The Comcast interference with various P2P protocols was unreasonable because bandwidth management could be effected at the IP level, without regard to the application. There have been some less than convincing arguments put forth that application-agnostic management was not in fact possible, due to limitations of DOCSIS or whatever else. In retrospect these arguments are even less convincing because Comcast has backed off its interference with these protocols, but in the unlikely event that such a problem can not be solved without crossing the network neutrality line of demarcation, the non-neutral interference should be fully disclosed in the terms of service.

Again, bear in mind that network neutrality is not the only issue known to man. It may be acceptable for a network provider to openly announce that it is crossing the line of demarcation in some circumstances, whereas the same action may be unacceptable for reasons of antitrust in different circumstances.

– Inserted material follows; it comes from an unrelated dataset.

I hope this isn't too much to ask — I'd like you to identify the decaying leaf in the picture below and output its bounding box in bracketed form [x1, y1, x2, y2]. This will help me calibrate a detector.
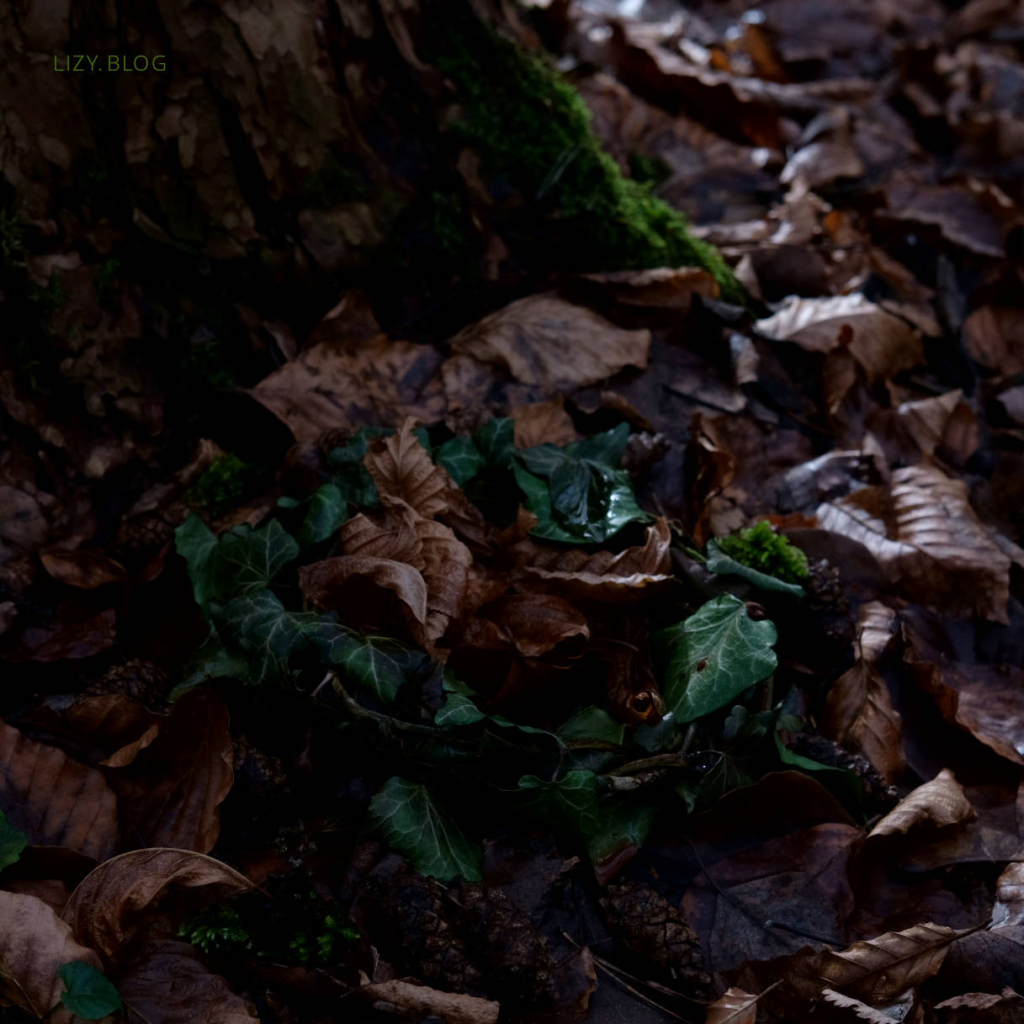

In the matter of edge caching in the style of Google or Akamai, it seems that they are providing endpoints, not network service, and so the matter of network neutrality is irrelevant. I’m not familiar with the technical details of their respective approaches, but my first guess at how it’s done is that Google/Akamai/Whoever co-locate servers with the ISP, and create a local route with that ISP such that some of their network address allocation is locally mapped into the ISP’s network. Customers of that ISP are then routed (at the IP level) to the co-located servers rather than the ‘general’ servers. IP wasn’t designed with this behaviour in mind, but it would work in controlled conditions.

Assuming that my guess is at least in the right ballpark, there’s no network neutrality issue here at all. There may be questions of antitrust, or collusion, and there may be technical questions like, “can we find a more general solution to the problem that’s being addressed here?” Net neutrality, however, is not the issue.